Investigations of teachers and administrators helping their students cheat on state achievement tests remain disconcerting and discouraging — especially when they occur as close to home as Woodbridge and other local districts.
Some of these cases are relatively decisive. A high-profile investigation in Atlanta implicated dozens of teachers and administrators and ultimately took down the district superintendent.
But there are murkier outcomes. An investigation into New Jersey’s own Camden schools, where cheating was never proven outright, led to a settlement last year with the whistleblower — a district principal — and left lots of unanswered questions
Now comes the latest news that the state Department of Education is actively investigating more than a dozen districts, including those in Woodbridge, where this week five teachers and administrators were suspended by the local board. And the stakes seem to be rising for both the cops and the alleged perpetrators.
“The quality and integrity of data is of utmost importance to each of us educators across New jersey,” said Chris Cerf, the state’s education commissioner, in his release of the first investigative reports this month.
Of course, state commissioners have always said they takes test security seriously, and the security is indeed intense on state tests when they arrive and leave schools — even shrink wrap to prevent tampering.
But New Jersey several years ago upped the stakes considerably through two actions: the hiring of a former state police investigator to be its compliance director and the long-delayed use of sophisticated analysis to scan for possible cheating.
The bulk of the cases involved in the latest sweep rely on so-called erasure analysis, in which computers can scan for answers changed from wrong to right at abnormally high rates. In 2011 the state’s first erasure report raised questions about more than 30 schools; this year’s investigation implicated another 15 schools.
State officials stress that these tests are not determinants of guilt, and a dozen schools named last year were ultimately cleared this year. But specific indicators, such as when answers appear to be changed from wrong to right by as much as four times the average, raise a red flag.
From there, the state’s compliance office descends on a school and starts asking questions and checking procedures.
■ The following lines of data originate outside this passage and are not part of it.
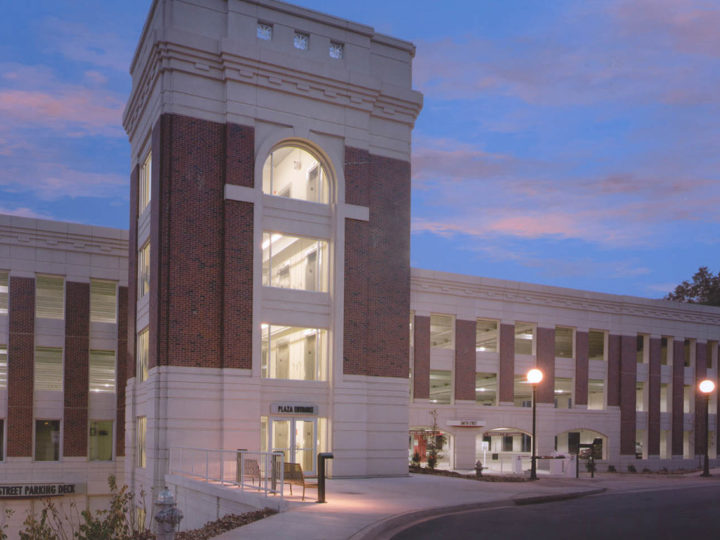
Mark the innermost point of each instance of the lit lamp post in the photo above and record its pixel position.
(534, 377)
(706, 388)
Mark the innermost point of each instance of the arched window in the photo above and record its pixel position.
(293, 172)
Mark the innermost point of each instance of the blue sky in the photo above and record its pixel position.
(570, 143)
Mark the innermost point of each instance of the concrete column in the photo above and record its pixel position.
(677, 398)
(654, 397)
(506, 375)
(628, 380)
(582, 350)
(464, 360)
(421, 368)
(546, 362)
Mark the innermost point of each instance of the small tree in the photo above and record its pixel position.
(435, 442)
(704, 289)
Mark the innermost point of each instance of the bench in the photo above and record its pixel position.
(294, 476)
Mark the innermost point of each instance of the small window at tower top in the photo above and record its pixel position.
(295, 173)
(301, 41)
(264, 31)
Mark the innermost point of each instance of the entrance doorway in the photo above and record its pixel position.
(296, 438)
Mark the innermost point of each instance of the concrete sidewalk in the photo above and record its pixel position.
(358, 508)
(376, 508)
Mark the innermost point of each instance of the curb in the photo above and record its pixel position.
(389, 527)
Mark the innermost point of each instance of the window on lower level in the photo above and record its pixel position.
(292, 262)
(4, 279)
(486, 388)
(47, 440)
(564, 342)
(440, 386)
(48, 369)
(563, 393)
(140, 454)
(50, 297)
(596, 394)
(143, 355)
(442, 332)
(596, 345)
(103, 301)
(294, 353)
(102, 371)
(486, 335)
(522, 392)
(100, 440)
(524, 338)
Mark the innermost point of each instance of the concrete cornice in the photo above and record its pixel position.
(427, 281)
(62, 236)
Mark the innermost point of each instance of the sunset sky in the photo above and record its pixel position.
(570, 143)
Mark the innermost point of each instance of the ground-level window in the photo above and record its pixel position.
(47, 440)
(141, 455)
(294, 353)
(440, 386)
(100, 438)
(293, 262)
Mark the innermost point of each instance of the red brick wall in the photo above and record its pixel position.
(131, 315)
(582, 351)
(546, 362)
(464, 360)
(386, 249)
(238, 285)
(77, 344)
(628, 394)
(700, 371)
(186, 279)
(677, 397)
(654, 371)
(21, 356)
(613, 380)
(421, 367)
(506, 376)
(122, 369)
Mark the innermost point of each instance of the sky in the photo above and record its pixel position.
(573, 143)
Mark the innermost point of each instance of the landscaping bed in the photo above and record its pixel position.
(224, 524)
(453, 474)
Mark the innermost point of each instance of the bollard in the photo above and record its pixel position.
(167, 515)
(322, 456)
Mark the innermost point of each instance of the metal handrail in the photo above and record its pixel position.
(240, 468)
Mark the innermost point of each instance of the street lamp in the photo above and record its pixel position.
(534, 377)
(706, 388)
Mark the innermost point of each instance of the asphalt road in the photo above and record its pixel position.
(687, 513)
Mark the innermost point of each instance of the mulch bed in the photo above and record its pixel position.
(224, 524)
(453, 474)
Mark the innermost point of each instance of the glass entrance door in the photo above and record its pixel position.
(296, 438)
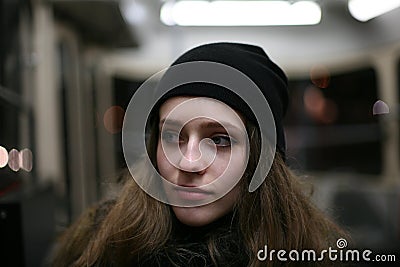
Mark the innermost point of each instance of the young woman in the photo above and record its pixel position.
(206, 142)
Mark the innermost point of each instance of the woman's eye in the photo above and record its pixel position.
(222, 141)
(170, 137)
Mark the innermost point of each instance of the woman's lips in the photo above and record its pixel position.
(191, 193)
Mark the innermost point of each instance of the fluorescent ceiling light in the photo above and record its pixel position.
(240, 13)
(364, 10)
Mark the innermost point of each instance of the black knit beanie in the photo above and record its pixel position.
(250, 60)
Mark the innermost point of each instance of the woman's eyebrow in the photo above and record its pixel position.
(208, 124)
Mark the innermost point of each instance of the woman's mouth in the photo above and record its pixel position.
(191, 193)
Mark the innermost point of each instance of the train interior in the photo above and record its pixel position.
(68, 70)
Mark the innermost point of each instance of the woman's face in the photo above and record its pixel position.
(201, 140)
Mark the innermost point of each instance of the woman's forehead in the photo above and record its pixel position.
(186, 108)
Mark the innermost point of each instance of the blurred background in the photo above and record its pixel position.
(68, 69)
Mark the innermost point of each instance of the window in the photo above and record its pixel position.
(330, 125)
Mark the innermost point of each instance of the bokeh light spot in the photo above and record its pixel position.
(380, 108)
(320, 76)
(26, 158)
(113, 119)
(3, 157)
(319, 108)
(13, 160)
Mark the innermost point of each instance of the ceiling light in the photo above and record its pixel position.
(240, 13)
(364, 10)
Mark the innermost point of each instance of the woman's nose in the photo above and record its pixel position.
(196, 155)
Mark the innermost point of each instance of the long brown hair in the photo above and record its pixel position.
(278, 214)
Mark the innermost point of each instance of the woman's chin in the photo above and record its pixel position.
(194, 216)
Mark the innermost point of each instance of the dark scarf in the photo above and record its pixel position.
(188, 245)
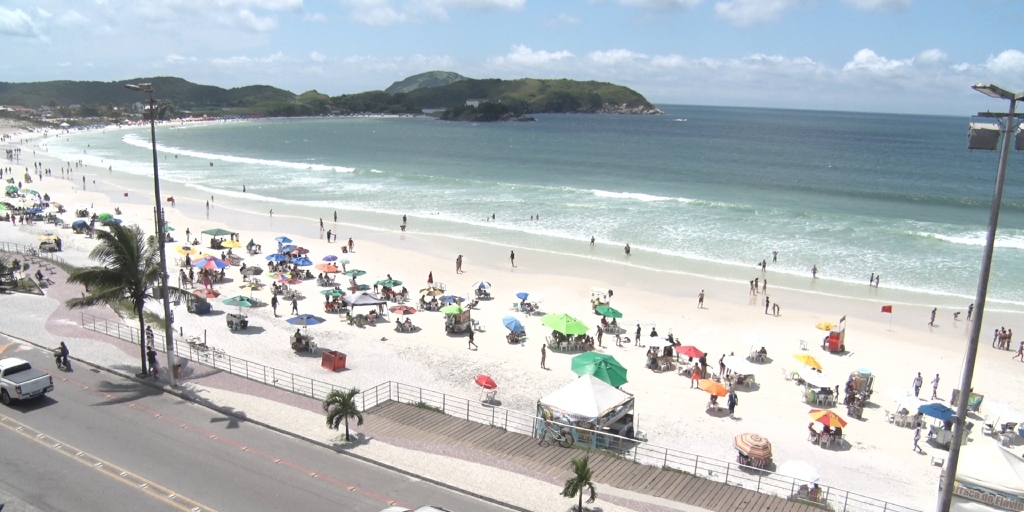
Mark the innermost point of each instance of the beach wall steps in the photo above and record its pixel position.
(393, 421)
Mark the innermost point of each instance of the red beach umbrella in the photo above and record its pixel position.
(485, 382)
(688, 351)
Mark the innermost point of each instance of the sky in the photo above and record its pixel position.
(904, 56)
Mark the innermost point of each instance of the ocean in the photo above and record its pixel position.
(698, 189)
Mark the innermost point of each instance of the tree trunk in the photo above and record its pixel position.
(141, 337)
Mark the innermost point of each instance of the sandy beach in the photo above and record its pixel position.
(878, 463)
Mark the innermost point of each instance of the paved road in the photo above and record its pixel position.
(99, 442)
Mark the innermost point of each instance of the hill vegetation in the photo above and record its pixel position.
(434, 90)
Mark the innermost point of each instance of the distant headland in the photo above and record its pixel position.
(443, 94)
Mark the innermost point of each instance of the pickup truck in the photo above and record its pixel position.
(18, 381)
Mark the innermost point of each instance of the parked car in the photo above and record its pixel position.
(18, 381)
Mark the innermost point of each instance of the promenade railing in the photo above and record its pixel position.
(730, 473)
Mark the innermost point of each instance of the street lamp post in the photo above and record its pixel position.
(946, 494)
(168, 330)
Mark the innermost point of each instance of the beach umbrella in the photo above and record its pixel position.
(815, 379)
(826, 418)
(563, 324)
(452, 309)
(938, 411)
(713, 387)
(305, 320)
(513, 324)
(808, 359)
(688, 351)
(485, 382)
(602, 367)
(799, 470)
(206, 294)
(753, 445)
(608, 311)
(211, 263)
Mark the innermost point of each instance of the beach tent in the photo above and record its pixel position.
(588, 401)
(989, 474)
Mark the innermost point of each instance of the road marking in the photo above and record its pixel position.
(154, 489)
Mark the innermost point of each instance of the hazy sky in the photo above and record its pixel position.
(877, 55)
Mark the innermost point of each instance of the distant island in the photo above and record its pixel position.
(443, 94)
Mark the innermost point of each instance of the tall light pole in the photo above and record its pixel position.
(168, 330)
(946, 494)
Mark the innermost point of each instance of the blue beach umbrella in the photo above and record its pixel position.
(305, 320)
(513, 324)
(938, 411)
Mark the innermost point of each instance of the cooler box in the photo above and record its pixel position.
(333, 360)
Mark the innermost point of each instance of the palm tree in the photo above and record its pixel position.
(129, 271)
(340, 406)
(582, 479)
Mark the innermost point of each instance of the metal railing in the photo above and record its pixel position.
(730, 473)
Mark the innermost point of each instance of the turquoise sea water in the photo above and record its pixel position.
(853, 194)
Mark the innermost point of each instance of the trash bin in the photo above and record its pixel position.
(333, 360)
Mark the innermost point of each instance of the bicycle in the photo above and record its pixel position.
(563, 436)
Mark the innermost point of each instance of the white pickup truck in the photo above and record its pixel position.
(18, 381)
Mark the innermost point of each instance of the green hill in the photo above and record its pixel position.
(424, 81)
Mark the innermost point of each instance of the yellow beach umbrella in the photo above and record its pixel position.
(808, 359)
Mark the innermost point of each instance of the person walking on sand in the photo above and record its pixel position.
(732, 402)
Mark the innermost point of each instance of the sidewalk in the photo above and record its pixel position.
(467, 469)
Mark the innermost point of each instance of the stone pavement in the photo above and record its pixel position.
(472, 471)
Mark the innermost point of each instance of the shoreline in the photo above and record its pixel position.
(669, 412)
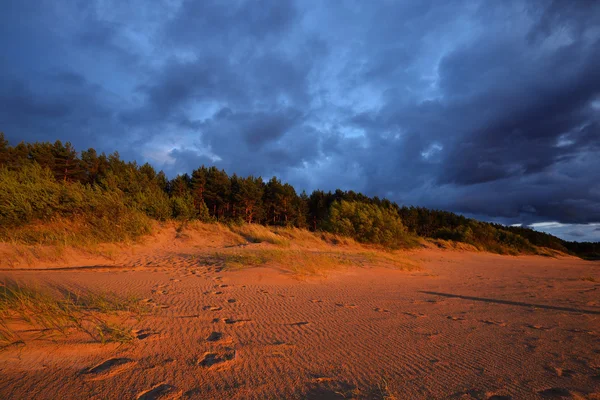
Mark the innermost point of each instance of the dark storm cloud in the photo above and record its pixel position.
(492, 110)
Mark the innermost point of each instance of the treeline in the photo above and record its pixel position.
(45, 180)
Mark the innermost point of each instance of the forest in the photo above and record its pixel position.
(109, 199)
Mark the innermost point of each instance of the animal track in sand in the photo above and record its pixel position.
(109, 368)
(162, 391)
(211, 359)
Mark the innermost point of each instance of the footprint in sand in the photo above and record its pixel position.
(492, 322)
(109, 368)
(218, 338)
(214, 337)
(556, 393)
(212, 359)
(566, 373)
(162, 391)
(301, 323)
(539, 327)
(416, 315)
(142, 334)
(231, 321)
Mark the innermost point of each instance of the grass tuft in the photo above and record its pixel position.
(63, 311)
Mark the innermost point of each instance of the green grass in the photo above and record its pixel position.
(61, 311)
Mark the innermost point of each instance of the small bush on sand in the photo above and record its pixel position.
(62, 311)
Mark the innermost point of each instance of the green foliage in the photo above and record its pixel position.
(183, 207)
(367, 223)
(63, 311)
(94, 197)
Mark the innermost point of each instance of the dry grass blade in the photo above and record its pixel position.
(62, 311)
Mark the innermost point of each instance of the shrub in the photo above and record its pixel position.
(367, 223)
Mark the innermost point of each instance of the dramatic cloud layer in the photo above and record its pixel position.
(491, 109)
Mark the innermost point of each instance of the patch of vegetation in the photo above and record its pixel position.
(63, 311)
(51, 194)
(258, 234)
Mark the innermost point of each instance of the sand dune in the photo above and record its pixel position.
(465, 325)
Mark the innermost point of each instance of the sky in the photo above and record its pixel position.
(490, 109)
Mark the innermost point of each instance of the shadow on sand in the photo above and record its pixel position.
(512, 303)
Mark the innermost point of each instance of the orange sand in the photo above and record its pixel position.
(467, 325)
Experts say it is often direct witnesses who then make the ultimate case.
At the Ross Street Elementary School in Woodbridge, one of those cited for abnormal erasures in its third grade class, other irregularities were soon uncovered and witnesses started talking, according to a detailed report released by the state yesterday.
For instance, one unusual testing strategy cited was what the school staff referred to as “active monitoring,” led by the school’s principal, Sharon Strack. Witnesses said she would coach proctors to tell students to go back over answers that they saw were wrong, according to the report.
Several of the witnesses said they refused, and others said they saw Stack herself take up the practice directly. “On one occasion, Ms. Strack was observed to look over a child’s shoulder and point to an answer, stating ‘go back and do that one again,’ ” read the report.
That brings in the questions of the motivations of the adults being questioned, where state tests have long carried high stakes for schools in deeming them successful or not.
State officials have said it remains a question of ethics, and no matter the stakes, a vast majority of teachers and administrators would not step over the line under any circumstances.
But others wonder about the added pressure that will come as teachers and principals start to be judged individually on their students’ scores, where even their tenure could hang in the balance. The role of test scores in teacher ratings was a prominent debate in the recent revamping of the state’s tenure laws.
The New Jersey Education Association said yesterday that it would provide legal assistance to the three teachers in Woodbridge, and with more investigations to come elsewhere, their lawyers could be busy.
But an NJEA executive also said that the added weight of testing on educators’ fates has only helped contribute to the problem.
“We’ve seen story after story — Washington, D.C. and Atlanta come immediately to mind — where the obsession with higher test scores can lead to the wrong outcome,” said Steve Wollmer, communications director for the union.
“That’s yet another reason why tying teachers’ very careers to test scores is an ill-conceived public policy.”